Rittenberg was a student at the University of California, Santa Cruz, where she majored in environmental studies and served as the world music director at the college radio station, station manager Alec Howard told The Associated Press.
"I'm still kind of reeling back from the shock. Everybody here is really saddened by it," Howard said.
Howard said Rittenberg was a very poised, sweet woman who hosted a Cajun and African music radio show and was beloved by her fellow DJs.
Authorities said Pacific Gas & Electric Co. was responsible for annual inspections of the oak tree that fell because of the nearby power lines that were knocked down Wednesday. Tuolumne County sheriff's spokesman Sgt. Jim Oliver said PG&E had inspected the tree and found nothing wrong with it.
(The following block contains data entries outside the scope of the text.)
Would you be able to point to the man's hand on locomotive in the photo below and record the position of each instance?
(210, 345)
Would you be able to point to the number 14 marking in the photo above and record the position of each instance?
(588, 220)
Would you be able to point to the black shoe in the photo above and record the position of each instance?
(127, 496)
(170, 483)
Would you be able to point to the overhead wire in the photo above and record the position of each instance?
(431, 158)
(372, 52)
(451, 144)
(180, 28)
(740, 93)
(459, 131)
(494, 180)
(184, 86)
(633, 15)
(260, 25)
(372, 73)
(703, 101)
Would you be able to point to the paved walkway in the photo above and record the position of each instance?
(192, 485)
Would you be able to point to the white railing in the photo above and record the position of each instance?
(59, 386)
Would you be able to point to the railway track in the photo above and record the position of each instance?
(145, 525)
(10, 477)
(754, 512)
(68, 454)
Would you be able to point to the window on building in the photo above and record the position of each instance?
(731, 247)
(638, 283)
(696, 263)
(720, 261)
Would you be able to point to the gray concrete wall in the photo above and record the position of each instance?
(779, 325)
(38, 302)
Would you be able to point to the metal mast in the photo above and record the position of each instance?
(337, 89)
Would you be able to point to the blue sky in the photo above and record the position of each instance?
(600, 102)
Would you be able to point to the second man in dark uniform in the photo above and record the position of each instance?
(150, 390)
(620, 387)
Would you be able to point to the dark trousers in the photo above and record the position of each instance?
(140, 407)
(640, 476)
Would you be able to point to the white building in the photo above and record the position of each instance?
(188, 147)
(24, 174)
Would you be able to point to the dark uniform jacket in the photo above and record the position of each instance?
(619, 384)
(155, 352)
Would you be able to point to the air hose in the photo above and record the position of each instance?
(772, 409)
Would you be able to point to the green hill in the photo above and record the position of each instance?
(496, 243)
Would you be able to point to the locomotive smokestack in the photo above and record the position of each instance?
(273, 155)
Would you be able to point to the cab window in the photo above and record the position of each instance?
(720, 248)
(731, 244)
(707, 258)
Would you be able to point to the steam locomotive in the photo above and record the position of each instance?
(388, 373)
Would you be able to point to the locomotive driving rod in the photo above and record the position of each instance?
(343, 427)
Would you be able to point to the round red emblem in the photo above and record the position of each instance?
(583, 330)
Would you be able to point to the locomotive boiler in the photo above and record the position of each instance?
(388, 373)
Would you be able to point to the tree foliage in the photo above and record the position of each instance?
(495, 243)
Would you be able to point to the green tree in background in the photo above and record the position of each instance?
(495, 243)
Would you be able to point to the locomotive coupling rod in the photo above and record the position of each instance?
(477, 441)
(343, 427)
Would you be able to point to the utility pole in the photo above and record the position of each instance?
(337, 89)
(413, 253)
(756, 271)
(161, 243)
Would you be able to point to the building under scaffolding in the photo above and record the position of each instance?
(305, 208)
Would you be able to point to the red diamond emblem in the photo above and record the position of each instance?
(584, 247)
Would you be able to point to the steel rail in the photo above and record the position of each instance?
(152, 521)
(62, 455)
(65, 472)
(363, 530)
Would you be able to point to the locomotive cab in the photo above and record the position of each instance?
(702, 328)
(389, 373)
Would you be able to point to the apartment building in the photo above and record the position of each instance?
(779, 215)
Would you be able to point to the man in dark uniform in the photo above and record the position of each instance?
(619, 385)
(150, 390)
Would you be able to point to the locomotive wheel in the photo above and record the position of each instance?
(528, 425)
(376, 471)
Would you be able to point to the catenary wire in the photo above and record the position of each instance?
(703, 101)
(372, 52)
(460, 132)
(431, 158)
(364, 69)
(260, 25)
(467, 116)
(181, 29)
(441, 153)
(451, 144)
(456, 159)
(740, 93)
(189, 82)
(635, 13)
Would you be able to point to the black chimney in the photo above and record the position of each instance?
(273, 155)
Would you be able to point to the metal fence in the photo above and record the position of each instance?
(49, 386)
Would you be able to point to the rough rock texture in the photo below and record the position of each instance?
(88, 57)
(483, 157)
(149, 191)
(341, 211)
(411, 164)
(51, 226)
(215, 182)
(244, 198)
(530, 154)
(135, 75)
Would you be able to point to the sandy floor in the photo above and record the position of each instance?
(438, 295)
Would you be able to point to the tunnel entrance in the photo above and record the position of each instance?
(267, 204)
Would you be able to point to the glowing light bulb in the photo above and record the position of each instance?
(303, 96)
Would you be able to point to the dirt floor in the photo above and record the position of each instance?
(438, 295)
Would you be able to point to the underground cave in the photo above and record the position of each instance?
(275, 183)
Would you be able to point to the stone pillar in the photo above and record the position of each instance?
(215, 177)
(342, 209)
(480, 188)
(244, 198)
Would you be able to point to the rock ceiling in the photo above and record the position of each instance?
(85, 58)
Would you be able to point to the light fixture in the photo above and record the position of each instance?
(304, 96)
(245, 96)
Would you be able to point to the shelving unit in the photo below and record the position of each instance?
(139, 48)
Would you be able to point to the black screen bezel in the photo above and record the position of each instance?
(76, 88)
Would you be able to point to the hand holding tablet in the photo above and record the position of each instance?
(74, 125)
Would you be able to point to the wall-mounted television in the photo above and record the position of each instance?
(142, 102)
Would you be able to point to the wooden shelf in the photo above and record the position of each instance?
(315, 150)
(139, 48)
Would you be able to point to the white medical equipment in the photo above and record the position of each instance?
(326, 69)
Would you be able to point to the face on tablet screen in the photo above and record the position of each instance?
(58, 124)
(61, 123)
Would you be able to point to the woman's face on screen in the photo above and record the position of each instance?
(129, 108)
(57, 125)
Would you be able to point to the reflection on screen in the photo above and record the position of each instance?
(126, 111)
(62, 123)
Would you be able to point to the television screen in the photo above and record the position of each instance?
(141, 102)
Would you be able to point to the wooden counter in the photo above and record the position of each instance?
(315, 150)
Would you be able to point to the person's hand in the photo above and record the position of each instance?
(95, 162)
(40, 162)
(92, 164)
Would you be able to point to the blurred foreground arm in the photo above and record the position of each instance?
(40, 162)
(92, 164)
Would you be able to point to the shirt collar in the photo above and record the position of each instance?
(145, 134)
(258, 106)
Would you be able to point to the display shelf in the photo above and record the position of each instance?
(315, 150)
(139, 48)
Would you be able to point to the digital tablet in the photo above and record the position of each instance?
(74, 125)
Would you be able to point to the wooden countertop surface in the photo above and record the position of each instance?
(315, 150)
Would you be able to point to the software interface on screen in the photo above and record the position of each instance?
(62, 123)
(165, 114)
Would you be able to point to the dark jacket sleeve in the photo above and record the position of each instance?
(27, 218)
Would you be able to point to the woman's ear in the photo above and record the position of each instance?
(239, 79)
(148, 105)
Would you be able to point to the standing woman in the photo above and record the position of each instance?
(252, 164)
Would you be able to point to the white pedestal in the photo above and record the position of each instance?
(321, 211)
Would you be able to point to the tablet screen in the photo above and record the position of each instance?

He described the tree falling as a "freak accident."
"We have an annual inspection process of trees in our encroachment, but don't know the details in this," said Nicole Lieblet, a PG&E spokesperson. "We will cooperate with the lead agency on the investigation and will look at any information we have. ... Everyone wants to know how this took place."
Liebelt said she it was too early to know if the agency kept specific inspection records for the fallen tree.
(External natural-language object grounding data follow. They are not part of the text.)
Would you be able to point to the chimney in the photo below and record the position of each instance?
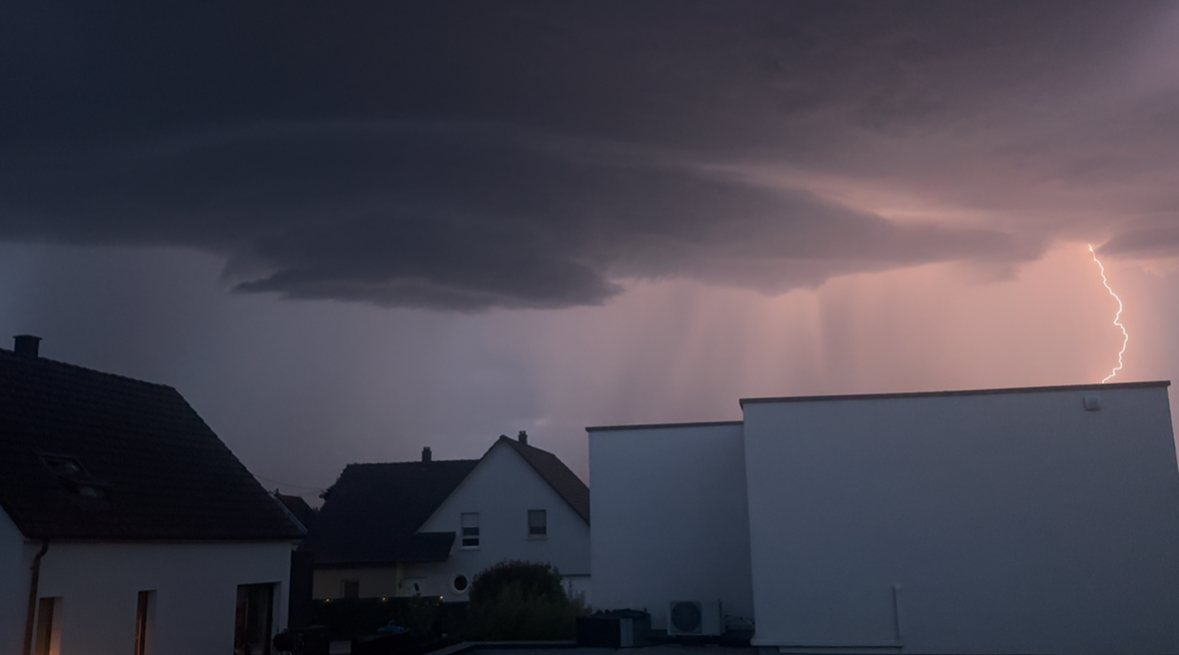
(26, 344)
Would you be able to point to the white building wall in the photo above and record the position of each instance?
(195, 584)
(502, 489)
(1013, 523)
(670, 518)
(14, 580)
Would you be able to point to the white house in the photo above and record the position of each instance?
(427, 528)
(1019, 521)
(126, 527)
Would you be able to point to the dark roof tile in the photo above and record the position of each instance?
(371, 515)
(565, 482)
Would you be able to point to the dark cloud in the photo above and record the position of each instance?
(539, 154)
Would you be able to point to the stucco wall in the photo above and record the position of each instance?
(1014, 523)
(670, 518)
(502, 489)
(14, 579)
(196, 593)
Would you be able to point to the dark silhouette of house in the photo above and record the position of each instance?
(428, 527)
(120, 505)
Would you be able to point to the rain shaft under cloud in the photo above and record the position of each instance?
(462, 218)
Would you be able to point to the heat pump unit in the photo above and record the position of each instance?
(695, 617)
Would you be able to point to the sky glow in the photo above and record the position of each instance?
(367, 230)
Parents of the campers said it was nerve-wracking having to wait hours to receive the camp's email assuring parents that all the children were safe.
"I can't shake this anxiety about my child, even though I've been assured she is safe," said Lena Brook, of San Francisco.
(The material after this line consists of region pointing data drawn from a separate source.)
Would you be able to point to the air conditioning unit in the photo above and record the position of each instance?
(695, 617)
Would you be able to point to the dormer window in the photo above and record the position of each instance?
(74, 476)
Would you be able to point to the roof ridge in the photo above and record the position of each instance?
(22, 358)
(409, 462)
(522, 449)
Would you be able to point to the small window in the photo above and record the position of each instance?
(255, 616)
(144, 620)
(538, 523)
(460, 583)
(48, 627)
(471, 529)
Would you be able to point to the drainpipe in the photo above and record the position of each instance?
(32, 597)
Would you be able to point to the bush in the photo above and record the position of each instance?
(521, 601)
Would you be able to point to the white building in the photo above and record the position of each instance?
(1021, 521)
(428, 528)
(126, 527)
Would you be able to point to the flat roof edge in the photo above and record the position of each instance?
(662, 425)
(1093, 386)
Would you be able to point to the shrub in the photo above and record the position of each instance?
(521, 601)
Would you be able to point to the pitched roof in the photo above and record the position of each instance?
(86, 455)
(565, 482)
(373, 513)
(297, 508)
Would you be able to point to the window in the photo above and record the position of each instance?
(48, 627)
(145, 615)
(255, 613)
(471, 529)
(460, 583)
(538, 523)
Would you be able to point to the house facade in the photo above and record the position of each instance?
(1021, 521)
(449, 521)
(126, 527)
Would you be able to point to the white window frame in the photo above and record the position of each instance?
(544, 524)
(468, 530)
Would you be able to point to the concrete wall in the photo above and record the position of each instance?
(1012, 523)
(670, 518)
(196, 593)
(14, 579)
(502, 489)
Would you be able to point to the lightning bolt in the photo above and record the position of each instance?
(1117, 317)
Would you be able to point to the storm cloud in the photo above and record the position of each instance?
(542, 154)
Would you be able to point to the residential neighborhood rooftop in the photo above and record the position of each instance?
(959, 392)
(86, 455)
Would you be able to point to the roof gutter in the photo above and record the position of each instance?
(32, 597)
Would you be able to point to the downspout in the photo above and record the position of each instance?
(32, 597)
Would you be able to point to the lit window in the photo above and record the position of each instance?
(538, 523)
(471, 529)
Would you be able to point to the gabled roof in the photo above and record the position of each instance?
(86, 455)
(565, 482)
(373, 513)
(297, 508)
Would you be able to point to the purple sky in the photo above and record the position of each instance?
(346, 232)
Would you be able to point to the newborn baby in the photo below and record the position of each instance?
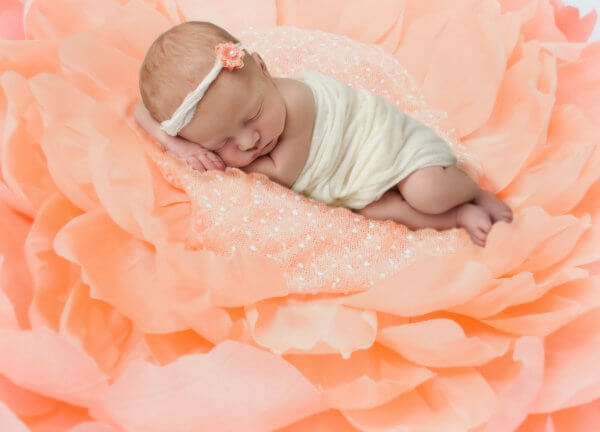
(213, 104)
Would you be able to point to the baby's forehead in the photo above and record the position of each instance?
(227, 101)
"Towanga is pretty remote, and that's one of the beauties of being there and sending your kid there in our crazy media, social media and technology-saturated world. That isolation clearly made the communication very difficult. It would have been much more comforting to all of us if we had heard earlier."
Other parents said they were worried about how their kids would process everything.
"We pick up our kids Friday and that doesn't leave them much time to process all that happened, including losing their beloved art counselor," said Jen Aronowitz, whose 11-year-old boy is attending the camp.
However, Aronowitz said the camp's staff was well prepared to handle the situation. "They have said the counselors are well trained to handle it, and I believe it."
Sheriff's officials did not release further details about the others' injuries.
The camp said two of the four injured staffers were treated at hospitals and released, and two others were still receiving care.
There were about 300 campers and 150 staff at Camp Tawonga, which offers sessions for students in second through 12th grades. The camp is located on 160 lush acres on the Tuolumne River, just outside Yosemite National Park. It has been in operation since 1925, according to its website.
Brook said she wanted to hear her 10-year-old daughter's voice for herself but wasn't sure if it would make the situation worse.
"If I was in town right now I would seriously consider picking her up," she said. "Even though I know she is in good hands and there is an incredible bonding and community-building opportunity in going through something like this, as parent it feels like you want to hold your kid and never let them go."